Plädoyer für Wettbewerb bei Patientenakten

Berlin – Der Bundesverband Gesundheits-IT (bvitg) hat Bestrebungen kritisiert, nur die Krankenkassen als Anbieter von elektronischen Patientenakten (ePA) in den Blick zu nehmen. Damit wandte sich der Verband, der die führenden IT-Anbieter im Gesundheitswesen in Deutschland vertritt, auch gegen einen Beschluss des Verwaltungsrates des GKV-Spitzenverbandes vom 30. August, in dem der Gesetzgeber aufgefordert wird, klarzustellen, „dass die elektronische Patientenakte ausschließlich durch Krankenkassen angeboten wird“.
Aus Sicht des bvitg ist es zwar zu begrüßen, dass die Krankenkassen die Einführung einer auf internationalen Standards beruhenden ePA als zentralen Baustein der Telematikinfrastruktur (TI) weiter vorantreiben und dabei auch die Möglichkeit der Portabilität der Patientendaten bei einem Kassenwechsel sicherstellen wollen. Eine Eingrenzung des Anbieterkreises aber lehnt der bvitg „als einen starken Eingriff in die freie Marktwirtschaft, der einen fairen Wettbewerb unter den Aktenanbietern am Markt verhindert“, strikt ab.
Der Hintergrund: Neben den Projekten einzelner Krankenkassen gibt es bereits mehrere Lösungen für elektronische Akten, die von Softwareherstellern – teilweise in Zusammenarbeit mit Krankenkassen oder auch ohne eine solche Kooperation – angeboten werden. Weitere Aktenprojekte gibt es darüber hinaus in Kliniken, wie etwa die elektronische Fallakte.
„Anstatt diese bestehenden Projekte und damit zahlreiche Innovationen im Keim zu ersticken, sollte der Gesetzgeber entsprechende Voraussetzungen für innovative und faire Marktbedingungen schaffen und garantieren“, erklärte Sebastian Zilch, Geschäftsführer vom bvitg. Alle elektronischen Aktenmodelle können dem Verband zufolge nach den Spezifikationen der für die TI verantwortlichen Betreibergesellschaft gematik weiterentwickelt und zugelassen werden.

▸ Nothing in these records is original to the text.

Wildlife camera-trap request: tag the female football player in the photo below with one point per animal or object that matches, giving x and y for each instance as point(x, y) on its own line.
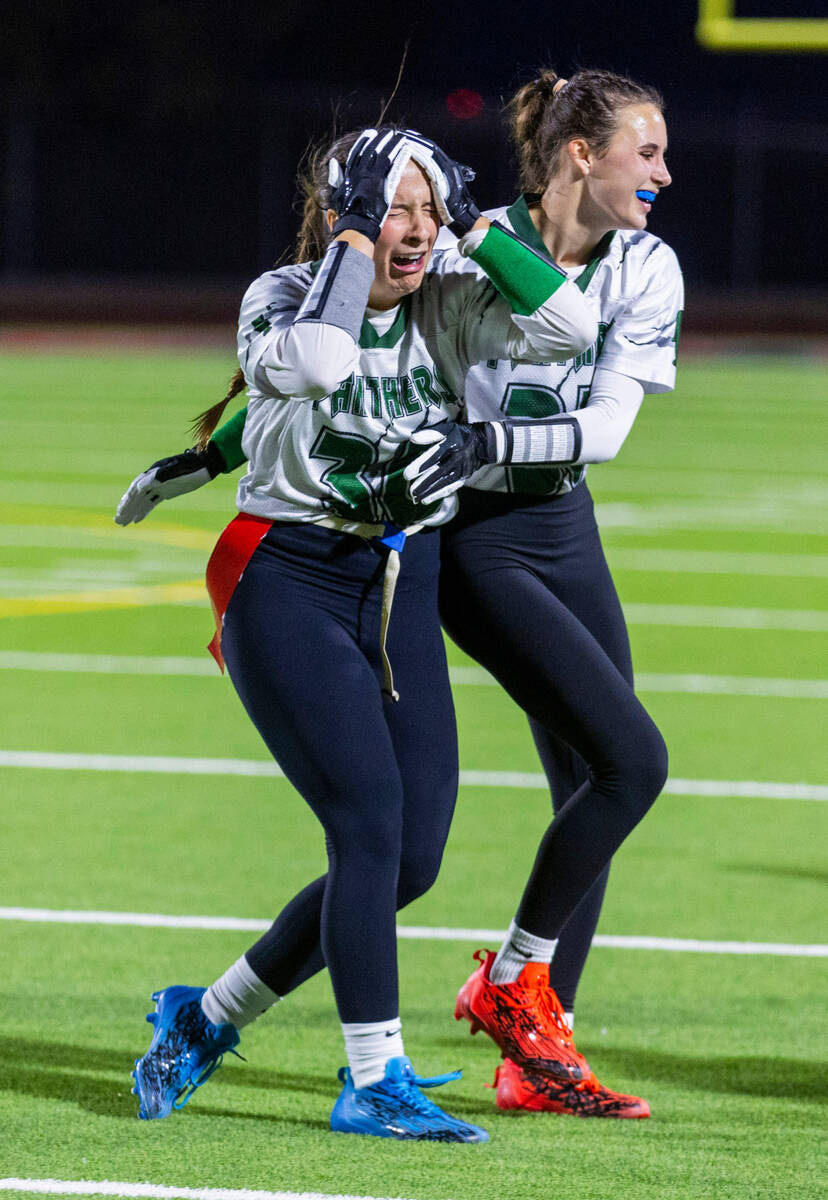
point(329, 628)
point(525, 585)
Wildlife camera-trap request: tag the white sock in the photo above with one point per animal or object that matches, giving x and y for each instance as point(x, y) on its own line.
point(238, 996)
point(369, 1047)
point(517, 949)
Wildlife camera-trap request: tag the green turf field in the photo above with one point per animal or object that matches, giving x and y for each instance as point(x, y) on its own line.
point(714, 522)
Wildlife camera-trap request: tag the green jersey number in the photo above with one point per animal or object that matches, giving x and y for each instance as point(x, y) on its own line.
point(365, 490)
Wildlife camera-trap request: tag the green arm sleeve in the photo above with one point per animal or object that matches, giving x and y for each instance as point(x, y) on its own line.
point(521, 276)
point(227, 439)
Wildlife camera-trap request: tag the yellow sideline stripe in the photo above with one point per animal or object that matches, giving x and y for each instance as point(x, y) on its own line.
point(720, 29)
point(184, 592)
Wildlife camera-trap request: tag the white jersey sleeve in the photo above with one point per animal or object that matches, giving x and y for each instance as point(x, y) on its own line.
point(642, 339)
point(279, 357)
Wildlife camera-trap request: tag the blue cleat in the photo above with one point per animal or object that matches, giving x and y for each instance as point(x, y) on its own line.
point(396, 1108)
point(185, 1050)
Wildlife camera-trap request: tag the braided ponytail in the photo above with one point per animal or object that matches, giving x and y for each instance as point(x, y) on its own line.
point(550, 112)
point(311, 243)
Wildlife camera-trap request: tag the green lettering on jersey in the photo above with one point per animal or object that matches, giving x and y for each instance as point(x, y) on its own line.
point(408, 396)
point(341, 396)
point(364, 491)
point(357, 395)
point(677, 334)
point(391, 396)
point(429, 394)
point(349, 456)
point(532, 400)
point(373, 390)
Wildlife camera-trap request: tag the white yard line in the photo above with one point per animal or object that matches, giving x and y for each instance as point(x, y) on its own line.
point(709, 617)
point(719, 562)
point(179, 665)
point(156, 1192)
point(37, 760)
point(411, 933)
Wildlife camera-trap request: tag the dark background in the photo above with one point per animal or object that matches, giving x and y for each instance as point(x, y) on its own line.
point(159, 141)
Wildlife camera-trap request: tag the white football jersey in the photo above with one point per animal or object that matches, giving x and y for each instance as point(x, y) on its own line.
point(634, 285)
point(343, 455)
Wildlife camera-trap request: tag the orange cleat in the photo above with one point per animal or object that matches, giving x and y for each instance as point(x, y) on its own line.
point(523, 1018)
point(520, 1087)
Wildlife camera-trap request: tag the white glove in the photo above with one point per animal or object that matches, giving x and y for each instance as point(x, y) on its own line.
point(167, 478)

Der Verband fordert zudem mehr Mitsprache bei der Entwicklung: „Bei der Diskussion um die Ausgestaltung von Akten muss die Industrie einbezogen werden“, meinte Zilch. Schließlich sei eine Einbindung, etwa in die Primärsysteme, für den Erfolg aller Aktenlösungen unabdingbar.
In seiner Stellungnahme zum Referentenentwurf zum Terminservice- und Versorgungsgesetz (TSVG) hatte der bvitg zuvor angemahnt, dass der freie Markt für digitale Lösungen nicht benachteiligt werden darf, und gefordert, dass die Versicherten ihre Akten frei wählen dürfen und die dafür entstehenden Kosten erstatten werden sollten. Dies bedeutet auch eine gleichberechtigte Finanzierung, sollte sich ein Versicherter gegen das Angebot seiner Krankenkasse entscheiden. Für Ärzte sollte eine Vergütung unabhängig vom Anbieter möglich sein.
Gegen die Einschränkung der Wahlfreiheit
Auch die Bundesärztekammer (BÄK) hatte sich in ihrer Stellungnahme zum TSVG-Entwurf gegen die Exklusivität der Krankenkassen als ePA-Anbieter ausgesprochen. Dies sei „in einem wettbewerblich ausgerichteten Gesundheitswesen nicht adäquat und schränkt Wahlrechte des Versicherten in einem nicht zu akzeptierendem Maße ein“.
Die Bundesärztekammer plädiert daher dafür, dass der Gesetzgeber dem Versicherten einen Rechtsanspruch auf eine ePA gemäß § 291a Sozialgesetzbuch V gegenüber seiner Kasse garantieren sollte, dies aber die Wahlmöglichkeit für Versicherte beinhalten sollte, sich für einen ePA-Anbieter ihrer Wahl – etwa von einer Krankenkasse, einem Ärztenetz oder einem anderen Anbieter – zu entscheiden.
Dieses Wahlrecht kann laut BÄK jedoch nur dann wirksam werden, wenn die Nutzung der Akte für den Versicherten kostenfrei, das heißt „ökonomisch diskriminierungsfrei“ ist. Ziel sollte es aus Sicht der BÄK sein, dass der Versicherte sich den Anbieter seines Vertrauens aussuchen kann und nicht die ePA seiner Krankenkasse für ihn alternativlos ist.